Die Ukraine hat nach Angaben ihrer Militärführung aus dem Ausland bislang nur ein Zehntel der notwendigen Waffenhilfe bekommen. «Von dem, was die Ukraine gesagt hat, dass sie es braucht, haben wir bis heute etwa zehn Prozent», sagte Vizeverteidigungsministerin Hanna Maljar im ukrainischen Fernsehen. Russland sei an Rüstung und Zahl der Soldaten unendlich überlegen. «Egal wie die Ukraine sich anstrengt, egal wie professionell unsere Armee ist, ohne Hilfe von Partnern werden wir diesen Krieg nicht gewinnen können.»
Fluchtkorridor aus einem umkämpften Chemiewerk
Der Fluchtweg für Zivilisten aus dem Chemiewerk Azot in Sjewjerodonezk soll nach Moskauer Angaben am Mittwoch von 7.00 bis 19.00 Uhr MESZ (Ortszeit: 8.00 bis 20.00 Uhr) offen sein. Er führe in nördlicher Richtung in die Stadt Swatowe (Swatowo), sagte der General Michail Misinzew vom russischen Verteidigungsministerium.
Swatowe liegt in der von prorussischen Separatisten kontrollierten und von Russland als Staat anerkannten Volksrepublik Luhansk. Moskau lehnte den ukrainischen Vorschlag ab, die Menschen auf von Kiew kontrolliertes Gebiet fliehen zu lassen. Die Ukraine wolle nur ihre Bewaffneten aus Sjewjerodonezk herausschleusen wie zuletzt beim Stahlwerk Azovstal in der Hafenstadt Mariupol, sagte Misinzew. Er forderte die ukrainischen Soldaten auf, sich zu ergeben.
Selenskyj rief dagegen angesichts der verlustreichen Abwehrschlacht im Osten seine Truppen zum Durchhalten auf. «Das ist unser Staat. Dort im Donbass durchzuhalten ist lebenswichtig», sagte er. «Es gibt Verluste, und sie sind schmerzhaft.» Doch an der Front im Osten entscheide sich, welche Seite in den kommenden Wochen dominieren werde. Je höher die Verluste des Feindes dort seien, desto weniger Kraft habe er, die Aggression fortzusetzen, sagte der Präsident.
London: Moskau kontrolliert Großteil von Sjewjerodonezk
Nach Einschätzung britischer Geheimdienste brachten die Russen nach mehr als einem Monat erbitterter Gefechte den Großteil der ukrainischen Stadt Sjewjerodonezk unter ihre Kontrolle. Dabei seien durch heftigen Beschuss enorme Kollateralschäden verursacht worden, hieß es am Mittwoch in der täglichen Lageeinschätzung des britischen Verteidigungsministeriums.

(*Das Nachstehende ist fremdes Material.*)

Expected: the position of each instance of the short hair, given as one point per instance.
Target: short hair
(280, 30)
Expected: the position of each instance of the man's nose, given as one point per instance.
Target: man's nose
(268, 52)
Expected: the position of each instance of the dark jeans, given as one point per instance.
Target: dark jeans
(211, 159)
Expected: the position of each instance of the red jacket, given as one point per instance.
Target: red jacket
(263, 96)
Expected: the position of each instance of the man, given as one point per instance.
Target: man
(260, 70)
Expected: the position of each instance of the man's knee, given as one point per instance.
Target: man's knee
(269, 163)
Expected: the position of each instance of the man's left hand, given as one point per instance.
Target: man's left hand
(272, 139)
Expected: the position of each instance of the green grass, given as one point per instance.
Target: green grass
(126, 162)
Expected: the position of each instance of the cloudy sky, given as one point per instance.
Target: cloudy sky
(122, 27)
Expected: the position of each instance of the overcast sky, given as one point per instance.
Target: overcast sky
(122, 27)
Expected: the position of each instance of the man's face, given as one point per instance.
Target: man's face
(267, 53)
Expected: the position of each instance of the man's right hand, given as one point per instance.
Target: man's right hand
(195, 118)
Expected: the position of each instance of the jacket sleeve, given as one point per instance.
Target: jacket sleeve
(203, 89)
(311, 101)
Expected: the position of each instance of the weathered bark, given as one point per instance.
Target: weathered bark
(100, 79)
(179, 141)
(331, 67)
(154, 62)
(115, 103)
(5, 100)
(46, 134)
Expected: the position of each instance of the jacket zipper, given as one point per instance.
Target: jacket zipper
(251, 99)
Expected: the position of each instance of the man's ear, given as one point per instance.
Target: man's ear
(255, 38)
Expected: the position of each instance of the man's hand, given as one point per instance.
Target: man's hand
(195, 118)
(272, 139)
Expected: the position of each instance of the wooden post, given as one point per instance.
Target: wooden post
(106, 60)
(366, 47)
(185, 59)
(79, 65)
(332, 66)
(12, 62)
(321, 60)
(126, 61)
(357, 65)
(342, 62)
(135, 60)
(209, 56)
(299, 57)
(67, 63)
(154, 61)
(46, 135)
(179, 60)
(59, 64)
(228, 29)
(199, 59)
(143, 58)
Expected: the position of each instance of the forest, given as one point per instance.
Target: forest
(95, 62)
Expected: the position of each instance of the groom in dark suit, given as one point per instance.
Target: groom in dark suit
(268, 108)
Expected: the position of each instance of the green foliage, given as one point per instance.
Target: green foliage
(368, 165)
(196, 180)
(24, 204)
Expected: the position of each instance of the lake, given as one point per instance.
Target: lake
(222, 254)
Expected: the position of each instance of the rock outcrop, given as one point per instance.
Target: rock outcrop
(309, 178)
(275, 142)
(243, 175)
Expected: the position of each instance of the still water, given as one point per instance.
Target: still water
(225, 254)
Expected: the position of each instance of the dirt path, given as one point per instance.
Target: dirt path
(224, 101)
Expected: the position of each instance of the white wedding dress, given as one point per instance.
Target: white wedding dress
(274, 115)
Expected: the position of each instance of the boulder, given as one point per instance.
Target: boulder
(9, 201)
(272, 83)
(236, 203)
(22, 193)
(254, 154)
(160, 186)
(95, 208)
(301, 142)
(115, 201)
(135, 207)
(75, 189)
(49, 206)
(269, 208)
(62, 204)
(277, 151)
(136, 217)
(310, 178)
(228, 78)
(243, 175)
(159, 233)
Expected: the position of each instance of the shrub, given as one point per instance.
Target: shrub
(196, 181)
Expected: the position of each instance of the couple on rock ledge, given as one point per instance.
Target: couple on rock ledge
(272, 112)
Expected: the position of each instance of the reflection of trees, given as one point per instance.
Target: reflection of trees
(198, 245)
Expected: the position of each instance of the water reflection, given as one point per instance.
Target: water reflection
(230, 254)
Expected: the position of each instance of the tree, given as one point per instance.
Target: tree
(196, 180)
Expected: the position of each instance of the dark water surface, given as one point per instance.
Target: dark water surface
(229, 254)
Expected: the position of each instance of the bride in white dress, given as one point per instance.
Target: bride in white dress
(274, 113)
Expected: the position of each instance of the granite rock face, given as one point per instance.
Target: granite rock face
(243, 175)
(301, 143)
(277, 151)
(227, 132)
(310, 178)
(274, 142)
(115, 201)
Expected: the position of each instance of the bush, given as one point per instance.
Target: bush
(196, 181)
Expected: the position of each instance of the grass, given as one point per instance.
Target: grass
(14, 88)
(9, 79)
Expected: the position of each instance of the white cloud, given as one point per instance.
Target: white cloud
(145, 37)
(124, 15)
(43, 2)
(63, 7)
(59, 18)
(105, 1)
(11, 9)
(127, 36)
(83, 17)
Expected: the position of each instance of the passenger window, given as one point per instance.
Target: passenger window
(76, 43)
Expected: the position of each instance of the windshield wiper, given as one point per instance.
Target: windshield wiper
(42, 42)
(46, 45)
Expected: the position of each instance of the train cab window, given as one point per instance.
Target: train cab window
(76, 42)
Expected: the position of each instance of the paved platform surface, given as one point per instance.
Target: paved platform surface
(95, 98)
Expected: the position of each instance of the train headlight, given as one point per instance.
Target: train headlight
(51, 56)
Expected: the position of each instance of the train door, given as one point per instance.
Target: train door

Díe Geheimdienste gehen davon aus, dass eine Vielzahl russischer Kräfte weiterhin rund um das örtliche Chemiewerk Azot gebunden sein wird, «solange die ukrainischen Kämpfer im Untergrund überleben können». In dem Werk sollen ukrainische Soldaten, aber auch Hunderte Bürgerinnen und Bürger, Zuflucht suchen. Für Mittwoch war die Schaffung eines humanitären Korridors angekündigt.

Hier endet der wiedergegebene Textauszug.